My other secret..and it's monkey wrench on my life.

Ok..besides the obvious "I think I'm gay" secret..I have another that I never told anyone I was ever with. When I was 17-18 a guy friend I was fooling around with asked me if I wanted to make money going on "dates" with other guys. I thought..shit, why not. I grew up poor and without a dad..what would you expect..right?? After all I was going through my "experimental" years and to make some easy cash..I said fuck yeah?? I agreed to give it a try and ended up doing it for several years off and on. I made great money and got some nice gifts out of it but after a while..I felt completely disgusted with myself and all men in general after a very unpleasant last encounter.. They were deviant assholes in my mind and so was I for letting myself go that far.

So whats a guy to do after this whole ordeal? Go to the doctor..get checked(all clean thank god)..and leave that gay shit behind...for good. It worked for the most part for several years. I started dating a few girls..and decided what I needed to do to get things back on track was start myself a family. haha..I was almost 20 and ready for that after all....right??? No. Making rash decisions on the rebound of poor ones, is never a good idea. Hindsight is a bitch.. Anyway I proposed to this girl I had been dating for three months and we went to Vegas and got married. I wont go into details about the marriage..but obviously it didn't work out. She eventually took off out of my life for good. I was left trying to figure out where to go from there.

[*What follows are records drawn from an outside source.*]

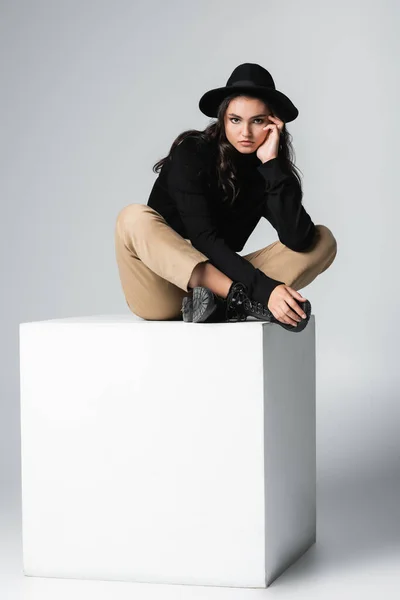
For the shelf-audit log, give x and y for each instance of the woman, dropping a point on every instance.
(177, 255)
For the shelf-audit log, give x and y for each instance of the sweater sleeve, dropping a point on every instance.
(284, 209)
(187, 185)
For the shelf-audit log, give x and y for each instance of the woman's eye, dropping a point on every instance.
(236, 119)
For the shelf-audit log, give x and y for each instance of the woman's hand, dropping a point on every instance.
(269, 148)
(281, 302)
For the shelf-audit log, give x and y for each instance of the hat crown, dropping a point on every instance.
(250, 74)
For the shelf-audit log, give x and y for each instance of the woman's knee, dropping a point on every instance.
(326, 239)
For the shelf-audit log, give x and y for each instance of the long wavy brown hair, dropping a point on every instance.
(225, 166)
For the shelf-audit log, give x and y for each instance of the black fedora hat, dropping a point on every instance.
(250, 77)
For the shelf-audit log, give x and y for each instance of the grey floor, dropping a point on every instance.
(357, 554)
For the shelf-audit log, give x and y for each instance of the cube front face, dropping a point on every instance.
(142, 449)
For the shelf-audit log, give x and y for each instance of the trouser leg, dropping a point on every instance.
(296, 269)
(154, 262)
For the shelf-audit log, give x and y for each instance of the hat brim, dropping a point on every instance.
(210, 101)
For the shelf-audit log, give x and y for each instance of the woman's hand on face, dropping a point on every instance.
(283, 305)
(269, 148)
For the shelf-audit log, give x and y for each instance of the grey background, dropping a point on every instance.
(92, 94)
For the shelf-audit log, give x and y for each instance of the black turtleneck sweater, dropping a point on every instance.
(186, 194)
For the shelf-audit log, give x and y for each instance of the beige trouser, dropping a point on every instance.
(155, 263)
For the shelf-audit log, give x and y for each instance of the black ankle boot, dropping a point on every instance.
(203, 307)
(240, 306)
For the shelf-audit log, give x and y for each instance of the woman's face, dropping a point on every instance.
(244, 120)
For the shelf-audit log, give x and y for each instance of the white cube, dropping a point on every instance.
(166, 452)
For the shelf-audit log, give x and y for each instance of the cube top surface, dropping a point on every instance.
(131, 318)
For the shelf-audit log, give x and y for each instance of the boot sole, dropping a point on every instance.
(203, 304)
(200, 307)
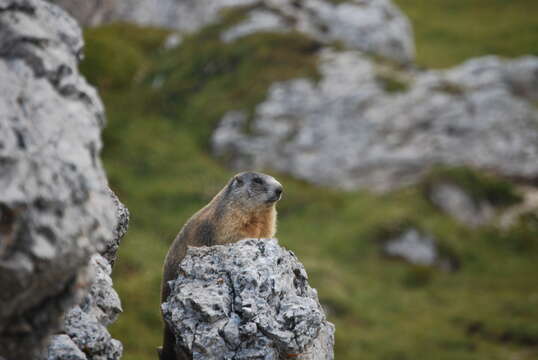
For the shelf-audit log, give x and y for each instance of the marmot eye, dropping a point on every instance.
(238, 182)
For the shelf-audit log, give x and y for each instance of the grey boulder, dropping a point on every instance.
(354, 128)
(56, 211)
(247, 300)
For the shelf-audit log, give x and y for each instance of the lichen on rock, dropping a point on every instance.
(247, 300)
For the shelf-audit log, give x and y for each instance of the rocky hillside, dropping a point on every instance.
(281, 85)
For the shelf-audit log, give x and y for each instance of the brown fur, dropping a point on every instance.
(222, 221)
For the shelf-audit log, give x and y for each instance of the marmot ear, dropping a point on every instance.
(237, 182)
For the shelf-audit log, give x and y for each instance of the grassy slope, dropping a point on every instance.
(448, 32)
(156, 157)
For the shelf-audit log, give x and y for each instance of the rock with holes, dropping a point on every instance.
(56, 211)
(246, 300)
(371, 125)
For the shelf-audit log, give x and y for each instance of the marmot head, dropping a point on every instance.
(253, 190)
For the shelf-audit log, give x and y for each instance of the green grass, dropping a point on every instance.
(161, 107)
(448, 32)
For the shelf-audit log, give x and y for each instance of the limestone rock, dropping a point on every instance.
(247, 300)
(417, 248)
(453, 200)
(348, 131)
(55, 208)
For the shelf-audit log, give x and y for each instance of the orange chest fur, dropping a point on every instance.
(259, 225)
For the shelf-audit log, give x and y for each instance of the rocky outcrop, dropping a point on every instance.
(56, 211)
(244, 301)
(84, 335)
(373, 26)
(418, 248)
(371, 125)
(454, 201)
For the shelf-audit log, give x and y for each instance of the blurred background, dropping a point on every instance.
(407, 157)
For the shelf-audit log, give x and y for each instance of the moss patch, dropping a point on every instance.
(478, 185)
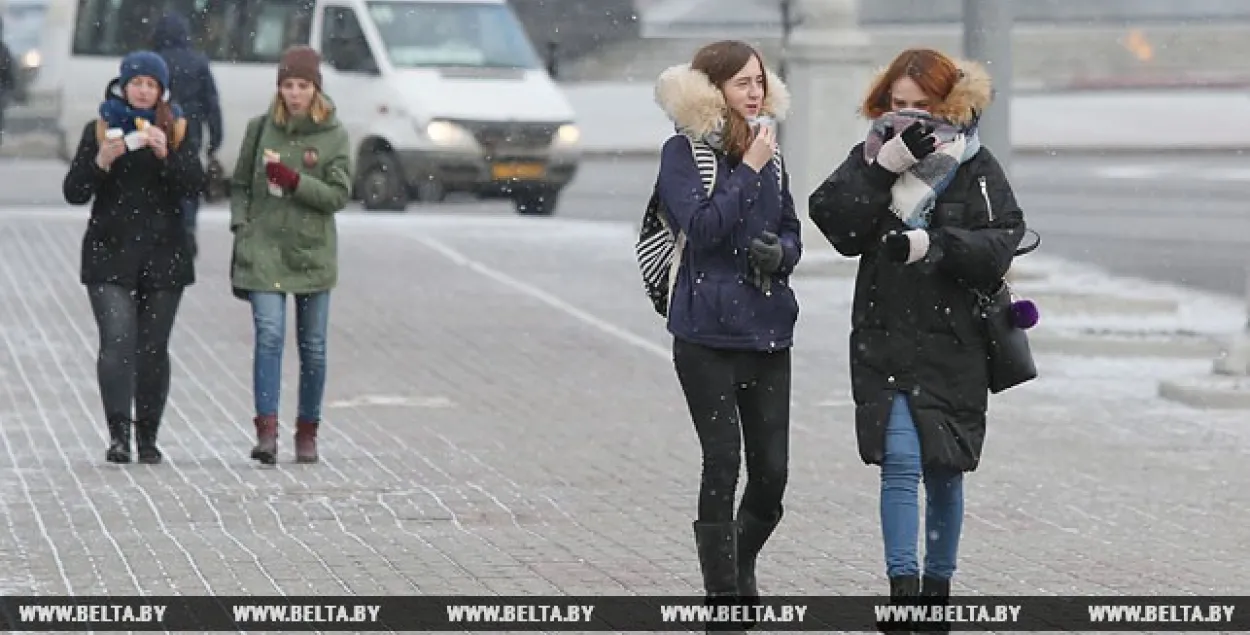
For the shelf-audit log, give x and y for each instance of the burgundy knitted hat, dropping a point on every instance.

I started thinking about guys again..It never really stopped.. I had plenty of jack off sessions over the years and got my flirt on when I was out alone, but no male sexual contact in about 4 years..not since my last "job". I started going out again feeling older and wiser. I had several short relationships with guys and girls..none that I really think about except one guy in particular, Daniel. We met at a bar..he was a 31 year old high school math teacher and hot and I thought "he's fun, we can hang out and I can get these male frustrations out" since I felt like I was going to explode if I didn't touch a guy on occasion. You know..still thinking "fuck it" I want to have some fun right..not gay here..just fun and open. Even though I considered us friends at the time..looking back..it was more than that. I truly enjoyed being with him..I practically lived at his place for periods of time. This went on for 9 months or so..then he got a job offer and moved out of state. No big deal..we called each other a few times..but it eventually fizzled out. I kept casually dating and meeting different guys and girls..it was a good time.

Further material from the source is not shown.